Bruxelles – Per dirla con le parole di Angela Merkel l’impressione è che trovare un accordo tra Ue e Turchia sarà “tutto tranne che semplice”. Dopo la prima giornata del vertice decisivo per tentare di fermare i flussi di migranti in arrivo attraverso l’Egeo sulle coste greche, le posizioni sono più distanti che mai. A notte fonda, quando i leader lasciano il Consiglio per qualche ora di riposo prima di ricominciare, i visi sono lunghi e la voglia di parlare è poca. Niente conferenza stampa di Jean-Claude Juncker e Donald Tusk, nessuno statement pubblicato. I pochi che si intrattengono coi giornalisti non dicono parole incoraggianti: “Non posso garantirvi che ci sarà un lieto fine”, ammette il presidente francese, François Hollande, “domani sarà una giornata intensa e impegnativa”, prevede Matteo Renzi. I leader dei ventotto hanno per il momento concordato una posizione comune che questa mattina sarà presentata ad Ahmet Davutoglu in un incontro a quattro con Tusk, Juncker e il premier olandese Mark Rutte, a nome della presidenza di turno. Il rischio è che il premier turco non la prenda affatto bene visto che su molti punti l’Ue ha indurito le sue posizioni.

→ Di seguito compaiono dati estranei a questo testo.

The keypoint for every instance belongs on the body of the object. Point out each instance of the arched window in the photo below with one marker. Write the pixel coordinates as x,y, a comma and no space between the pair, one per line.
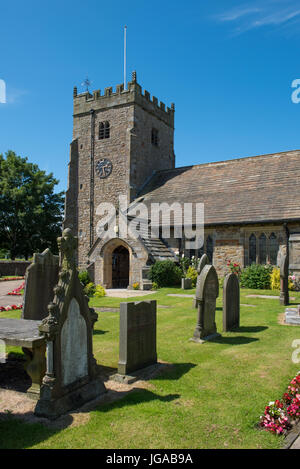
154,137
274,246
104,130
252,249
101,130
262,249
209,248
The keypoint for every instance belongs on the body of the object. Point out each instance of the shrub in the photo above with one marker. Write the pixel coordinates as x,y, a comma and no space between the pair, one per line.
165,273
192,274
256,276
84,277
100,291
90,289
275,280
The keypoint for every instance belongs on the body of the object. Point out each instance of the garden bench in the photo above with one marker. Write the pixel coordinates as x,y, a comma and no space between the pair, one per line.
25,333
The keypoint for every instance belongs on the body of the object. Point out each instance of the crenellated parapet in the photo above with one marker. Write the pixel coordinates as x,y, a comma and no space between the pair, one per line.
134,94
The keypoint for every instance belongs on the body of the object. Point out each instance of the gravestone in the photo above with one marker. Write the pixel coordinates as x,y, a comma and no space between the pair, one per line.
186,283
40,279
206,295
202,262
284,280
231,302
137,346
292,316
294,254
71,378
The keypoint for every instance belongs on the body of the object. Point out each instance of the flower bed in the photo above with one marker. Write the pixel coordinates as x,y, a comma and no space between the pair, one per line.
17,291
10,307
281,415
7,279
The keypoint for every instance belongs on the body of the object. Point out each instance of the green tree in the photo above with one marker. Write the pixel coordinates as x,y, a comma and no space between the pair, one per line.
31,214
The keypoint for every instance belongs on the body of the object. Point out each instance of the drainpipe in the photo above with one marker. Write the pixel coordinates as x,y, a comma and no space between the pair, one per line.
92,178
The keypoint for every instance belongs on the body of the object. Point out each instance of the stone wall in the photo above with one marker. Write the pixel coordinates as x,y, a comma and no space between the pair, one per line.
18,268
131,114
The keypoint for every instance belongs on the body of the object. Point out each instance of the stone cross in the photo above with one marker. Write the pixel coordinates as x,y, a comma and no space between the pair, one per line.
71,377
40,279
231,302
202,262
207,292
284,280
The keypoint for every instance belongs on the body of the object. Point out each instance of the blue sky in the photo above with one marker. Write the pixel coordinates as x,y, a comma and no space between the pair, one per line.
227,65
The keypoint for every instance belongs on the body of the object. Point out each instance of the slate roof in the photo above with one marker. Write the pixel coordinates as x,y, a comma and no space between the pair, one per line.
244,190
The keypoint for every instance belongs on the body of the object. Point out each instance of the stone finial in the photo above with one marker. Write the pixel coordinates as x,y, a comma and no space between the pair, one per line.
133,77
67,245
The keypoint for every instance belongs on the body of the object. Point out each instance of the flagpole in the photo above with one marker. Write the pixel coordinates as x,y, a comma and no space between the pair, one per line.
125,30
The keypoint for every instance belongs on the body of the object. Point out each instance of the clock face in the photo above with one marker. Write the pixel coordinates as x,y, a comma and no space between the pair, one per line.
104,168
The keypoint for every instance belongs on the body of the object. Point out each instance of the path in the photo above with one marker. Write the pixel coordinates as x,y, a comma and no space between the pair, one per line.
124,293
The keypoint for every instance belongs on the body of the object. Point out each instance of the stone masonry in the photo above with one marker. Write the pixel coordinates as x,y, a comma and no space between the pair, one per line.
132,115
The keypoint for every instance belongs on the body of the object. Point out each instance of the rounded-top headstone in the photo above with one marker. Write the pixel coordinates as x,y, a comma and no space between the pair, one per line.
231,302
202,262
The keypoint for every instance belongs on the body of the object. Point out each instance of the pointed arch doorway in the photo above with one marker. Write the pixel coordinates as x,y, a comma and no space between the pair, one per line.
120,267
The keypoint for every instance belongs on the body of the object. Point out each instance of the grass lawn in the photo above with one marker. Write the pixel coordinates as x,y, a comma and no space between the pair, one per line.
212,397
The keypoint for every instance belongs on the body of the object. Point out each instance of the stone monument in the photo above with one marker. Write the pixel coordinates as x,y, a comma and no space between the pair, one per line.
284,280
202,262
71,378
137,344
207,292
231,302
40,279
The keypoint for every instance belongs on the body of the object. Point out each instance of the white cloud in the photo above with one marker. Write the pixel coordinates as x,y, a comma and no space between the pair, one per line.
258,14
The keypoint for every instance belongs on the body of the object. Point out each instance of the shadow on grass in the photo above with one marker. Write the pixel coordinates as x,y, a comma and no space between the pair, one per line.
234,340
13,375
173,370
134,397
16,434
24,430
166,371
250,329
99,332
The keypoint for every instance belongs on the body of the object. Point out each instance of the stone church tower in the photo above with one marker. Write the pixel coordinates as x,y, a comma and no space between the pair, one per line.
119,140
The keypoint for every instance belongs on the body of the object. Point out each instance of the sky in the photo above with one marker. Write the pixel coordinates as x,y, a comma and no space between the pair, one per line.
227,65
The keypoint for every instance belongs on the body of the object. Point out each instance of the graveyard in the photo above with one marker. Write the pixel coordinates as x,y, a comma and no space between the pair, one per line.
208,395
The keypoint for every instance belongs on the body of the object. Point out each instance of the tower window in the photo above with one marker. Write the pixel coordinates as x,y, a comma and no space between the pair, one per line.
154,137
252,249
104,130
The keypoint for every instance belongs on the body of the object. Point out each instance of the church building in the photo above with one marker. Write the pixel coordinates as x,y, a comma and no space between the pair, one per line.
123,144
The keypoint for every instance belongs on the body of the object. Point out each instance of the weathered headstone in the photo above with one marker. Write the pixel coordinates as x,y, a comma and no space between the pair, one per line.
40,279
231,302
206,295
292,316
284,280
137,346
294,254
71,378
202,263
186,283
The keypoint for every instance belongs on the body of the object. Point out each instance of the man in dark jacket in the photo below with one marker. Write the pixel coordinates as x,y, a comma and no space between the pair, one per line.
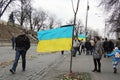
106,47
22,45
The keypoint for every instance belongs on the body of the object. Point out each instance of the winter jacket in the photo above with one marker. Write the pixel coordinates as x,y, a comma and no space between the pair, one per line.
22,42
114,53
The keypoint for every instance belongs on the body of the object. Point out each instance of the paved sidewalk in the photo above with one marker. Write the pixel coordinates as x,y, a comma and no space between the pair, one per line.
84,63
46,67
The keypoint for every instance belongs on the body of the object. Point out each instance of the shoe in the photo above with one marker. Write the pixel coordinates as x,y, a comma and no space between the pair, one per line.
23,69
99,71
12,71
94,70
115,70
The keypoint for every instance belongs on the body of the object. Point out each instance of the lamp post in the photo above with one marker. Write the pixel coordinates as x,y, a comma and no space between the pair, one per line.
86,17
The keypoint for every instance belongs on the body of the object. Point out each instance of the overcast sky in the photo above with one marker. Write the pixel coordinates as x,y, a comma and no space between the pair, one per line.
63,10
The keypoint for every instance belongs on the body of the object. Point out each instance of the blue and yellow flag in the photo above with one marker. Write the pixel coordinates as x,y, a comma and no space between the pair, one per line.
55,39
82,37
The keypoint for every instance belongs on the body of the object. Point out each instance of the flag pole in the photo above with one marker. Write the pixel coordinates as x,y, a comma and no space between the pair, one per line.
75,14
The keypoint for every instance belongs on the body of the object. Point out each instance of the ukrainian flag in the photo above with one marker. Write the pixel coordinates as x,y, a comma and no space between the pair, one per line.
82,37
55,39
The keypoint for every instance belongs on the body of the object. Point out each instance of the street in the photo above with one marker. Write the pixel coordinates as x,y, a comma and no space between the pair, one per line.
48,66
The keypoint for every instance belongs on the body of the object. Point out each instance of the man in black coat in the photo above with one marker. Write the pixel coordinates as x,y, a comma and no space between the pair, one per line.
22,45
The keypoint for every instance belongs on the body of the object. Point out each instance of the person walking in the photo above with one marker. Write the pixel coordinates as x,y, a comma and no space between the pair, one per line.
82,46
116,58
111,46
105,47
76,46
88,47
13,42
97,55
22,45
92,42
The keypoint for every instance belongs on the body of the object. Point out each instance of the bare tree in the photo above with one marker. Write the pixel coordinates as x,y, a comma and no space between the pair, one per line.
51,21
79,25
113,7
4,5
39,18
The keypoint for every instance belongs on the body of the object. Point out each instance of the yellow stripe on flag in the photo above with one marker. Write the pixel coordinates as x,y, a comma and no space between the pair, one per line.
54,45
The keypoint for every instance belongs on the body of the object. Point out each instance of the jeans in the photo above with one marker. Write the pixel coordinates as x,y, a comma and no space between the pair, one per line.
17,56
97,64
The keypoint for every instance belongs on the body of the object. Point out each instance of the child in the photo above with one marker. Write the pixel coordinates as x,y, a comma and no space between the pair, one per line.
116,59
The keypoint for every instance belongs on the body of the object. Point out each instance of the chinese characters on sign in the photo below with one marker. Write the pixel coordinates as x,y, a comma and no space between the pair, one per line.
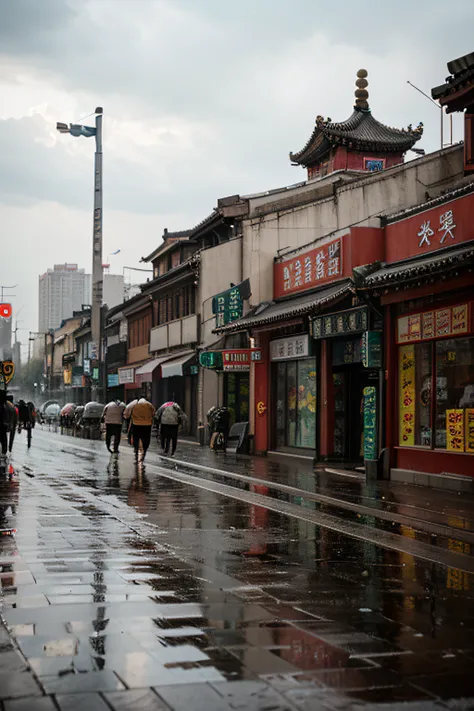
370,423
439,227
340,324
446,228
126,376
371,349
309,269
455,430
237,360
407,396
228,305
434,324
289,348
469,431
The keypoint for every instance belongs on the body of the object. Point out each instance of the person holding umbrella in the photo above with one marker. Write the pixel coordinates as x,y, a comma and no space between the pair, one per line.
169,417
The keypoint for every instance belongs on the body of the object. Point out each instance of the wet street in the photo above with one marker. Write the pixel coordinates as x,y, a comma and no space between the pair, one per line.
255,586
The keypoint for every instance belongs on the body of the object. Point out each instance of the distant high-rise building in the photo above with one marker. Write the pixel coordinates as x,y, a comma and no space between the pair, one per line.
62,291
5,332
113,292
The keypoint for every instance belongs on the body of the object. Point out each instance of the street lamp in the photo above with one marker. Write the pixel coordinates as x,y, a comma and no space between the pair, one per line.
78,130
438,107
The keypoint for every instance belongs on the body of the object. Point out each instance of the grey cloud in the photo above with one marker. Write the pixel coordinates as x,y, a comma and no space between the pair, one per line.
190,57
29,26
30,172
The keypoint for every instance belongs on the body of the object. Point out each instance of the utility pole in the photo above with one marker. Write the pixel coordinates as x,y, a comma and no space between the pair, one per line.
97,266
441,114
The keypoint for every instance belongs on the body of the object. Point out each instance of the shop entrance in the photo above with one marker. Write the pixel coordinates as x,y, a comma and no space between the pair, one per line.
349,380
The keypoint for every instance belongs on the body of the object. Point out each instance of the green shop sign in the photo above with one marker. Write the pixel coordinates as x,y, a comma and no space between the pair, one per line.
371,349
212,360
228,306
370,423
340,324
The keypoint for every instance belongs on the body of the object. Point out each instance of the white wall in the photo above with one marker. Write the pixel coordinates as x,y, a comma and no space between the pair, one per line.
278,225
220,266
114,290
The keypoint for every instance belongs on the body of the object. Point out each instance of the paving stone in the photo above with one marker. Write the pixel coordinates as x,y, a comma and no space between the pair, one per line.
45,703
11,661
81,702
198,697
447,686
14,685
137,700
76,683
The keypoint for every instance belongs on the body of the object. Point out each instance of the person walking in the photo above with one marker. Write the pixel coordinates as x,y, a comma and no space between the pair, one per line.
113,419
142,420
13,419
168,418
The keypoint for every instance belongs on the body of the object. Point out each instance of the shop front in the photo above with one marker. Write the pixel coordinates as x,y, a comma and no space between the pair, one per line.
294,394
178,382
427,290
435,360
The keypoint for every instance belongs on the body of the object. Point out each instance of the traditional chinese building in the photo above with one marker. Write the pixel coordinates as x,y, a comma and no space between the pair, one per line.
359,143
426,289
457,94
306,250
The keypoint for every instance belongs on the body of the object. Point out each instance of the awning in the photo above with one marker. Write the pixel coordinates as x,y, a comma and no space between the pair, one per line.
144,374
175,366
273,311
432,265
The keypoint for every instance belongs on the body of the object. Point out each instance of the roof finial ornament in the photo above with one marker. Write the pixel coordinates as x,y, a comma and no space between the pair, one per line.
361,93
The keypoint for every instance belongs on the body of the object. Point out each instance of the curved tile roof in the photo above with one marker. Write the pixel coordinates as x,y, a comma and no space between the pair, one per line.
361,131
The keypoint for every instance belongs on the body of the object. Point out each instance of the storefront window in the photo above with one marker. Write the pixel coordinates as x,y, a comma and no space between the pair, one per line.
280,404
295,391
445,421
415,379
291,410
455,394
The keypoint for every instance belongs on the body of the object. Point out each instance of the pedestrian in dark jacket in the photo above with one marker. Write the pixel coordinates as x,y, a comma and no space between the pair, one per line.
168,418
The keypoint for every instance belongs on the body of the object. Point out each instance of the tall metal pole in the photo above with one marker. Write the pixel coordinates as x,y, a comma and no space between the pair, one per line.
442,135
97,268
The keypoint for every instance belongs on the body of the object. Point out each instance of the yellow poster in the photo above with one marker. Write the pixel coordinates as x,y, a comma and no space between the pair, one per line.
455,430
469,431
460,319
407,396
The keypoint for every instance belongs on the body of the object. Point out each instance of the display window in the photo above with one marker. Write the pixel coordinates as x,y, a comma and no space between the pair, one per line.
296,403
436,394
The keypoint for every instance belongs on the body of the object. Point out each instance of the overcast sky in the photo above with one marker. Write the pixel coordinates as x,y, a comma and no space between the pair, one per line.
202,99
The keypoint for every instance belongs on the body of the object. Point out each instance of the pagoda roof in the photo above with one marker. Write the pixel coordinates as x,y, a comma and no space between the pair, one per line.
361,131
458,91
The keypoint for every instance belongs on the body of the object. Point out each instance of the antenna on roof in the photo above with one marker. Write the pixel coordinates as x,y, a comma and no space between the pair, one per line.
361,93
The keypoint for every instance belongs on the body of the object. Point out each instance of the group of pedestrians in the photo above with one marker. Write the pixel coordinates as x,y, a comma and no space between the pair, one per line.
139,417
14,418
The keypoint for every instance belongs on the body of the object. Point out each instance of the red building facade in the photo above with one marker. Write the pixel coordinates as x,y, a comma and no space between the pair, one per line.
426,288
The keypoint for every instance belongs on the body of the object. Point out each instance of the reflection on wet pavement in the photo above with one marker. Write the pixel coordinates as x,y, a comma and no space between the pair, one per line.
123,589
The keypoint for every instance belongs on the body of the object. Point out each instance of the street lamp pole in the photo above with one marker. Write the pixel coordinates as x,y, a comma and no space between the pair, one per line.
97,267
438,107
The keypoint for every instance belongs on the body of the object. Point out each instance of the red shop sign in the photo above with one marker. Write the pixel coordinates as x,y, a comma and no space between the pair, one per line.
308,270
240,359
443,226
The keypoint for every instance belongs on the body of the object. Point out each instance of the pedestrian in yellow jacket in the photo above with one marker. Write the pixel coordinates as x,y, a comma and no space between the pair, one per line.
142,420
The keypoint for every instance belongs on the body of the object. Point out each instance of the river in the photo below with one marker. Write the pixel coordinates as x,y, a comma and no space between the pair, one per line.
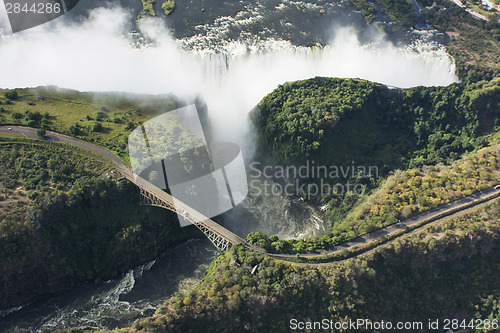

Per prima cosa, dopo le moltissime critiche piovute sul piano per rimandare sistematicamente in Turchia i migranti giunti in Grecia, l’Europa ora sembra intenzionata a chiedere ad Ankara garanzie sul loro trattamento. A spingere per questo punto, Paesi come Spagna, Francia e Portogallo che sarebbero riusciti a fare inserire nella posizione comune concordata una formula secondo cui si chiede alla Turchia un impegno che i migranti rimandati nel Paese per assicurarsi che “saranno protetti in accordo con gli standard internazionali”. “Ho difeso il principio che qualunque decisione adottata deve essere in conformità con la legge internazionale e ho chiarito che senza questo noi non supporteremo le conclusioni”, ha ribadito lasciando la riunione il premier spagnolo, Mariano Rajoy.
Sul versante dei ritorni c’è anche un problema pratico, di personale. Per analizzare singolarmente, così come chiesto dalle leggi internazionali, tutte le domande di asilo in modo rapido, alla Grecia occorrono uomini. Per questo Atene ha chiesto ai colleghi dei ventotto l’impegno a mettere a disposizione migliaia di ufficiali.
La proposta europea rivedrebbe al ribasso anche lo scema 1 a 1 proposto da Ankara, secondo cui per ogni siriano rimandato in Turchia, uno deve essere reinsediato in Europa. L’Ue per il momento è pronta a mettere a disposizione soltanto 72mila posti per l’accoglienza: si parla in particolare dei 18mila posti non utilizzati nell’ambito del piano da 22mila reinsediamenti concordato lo scorso novembre più altri 54mila posti che facevano inizialmente parte del piano di relocation e che non sono mai stati attribuiti. Una cifra irrisoria che potrebbe fare desistere la Turchia dall’iniziale proposta di “svuotare” le isole greche da tutti i migranti in arrivo. Per convincere i Paesi più riluttanti sui reinsediamenti ci sarebbe la volontà di legare i reinsediamenti alle relocation così che per ogni Paese il numero di rifugiati reinsediati possa essere sottratto dal numero delle relocation concordate.
Il tema più spinoso rimane forse quello dell’apertura di cinque nuovi capitoli negoziali per il processo di adesione all’Ue che Ankara chiede ma a cui Cipro si oppone strenuamente fino a che la Turchia non riconoscerà il governo del Paese come legittimo. Per tentare di uscire dall’impasse, nella formulazione dell’accordo si sta tentando di rimanere sul vago: i ventotto “sono stati attenti a non menzionare per ora i capitoli” specifici, ha spiegato Hollande. Sulla liberalizzazione dei visti, i leader dovrebbero concordare di mantenere la fine di giugno come obiettivo, così come chiesto da Ankara, ma chiarendo che si devono rispettare tutti e 72 i requisiti fissati. Ankara per il momento è il linea solo con 35.
Anche sui tre miliardi di finanziamenti aggiuntivi che la Turchia chiedeva, l’Ue farà resistenza. Gli Stati membri sono pronti ad impegnarsi per accelerare l’esborso dei tre miliardi già promessi ma prima di tirare fuori gli altri tre vogliono essere certi che Ankara rispetti gli impegni presi. Secondo Merkel, comunque, c’è “una generale volontà di mettere fondi aggiuntivi sul tavolo”.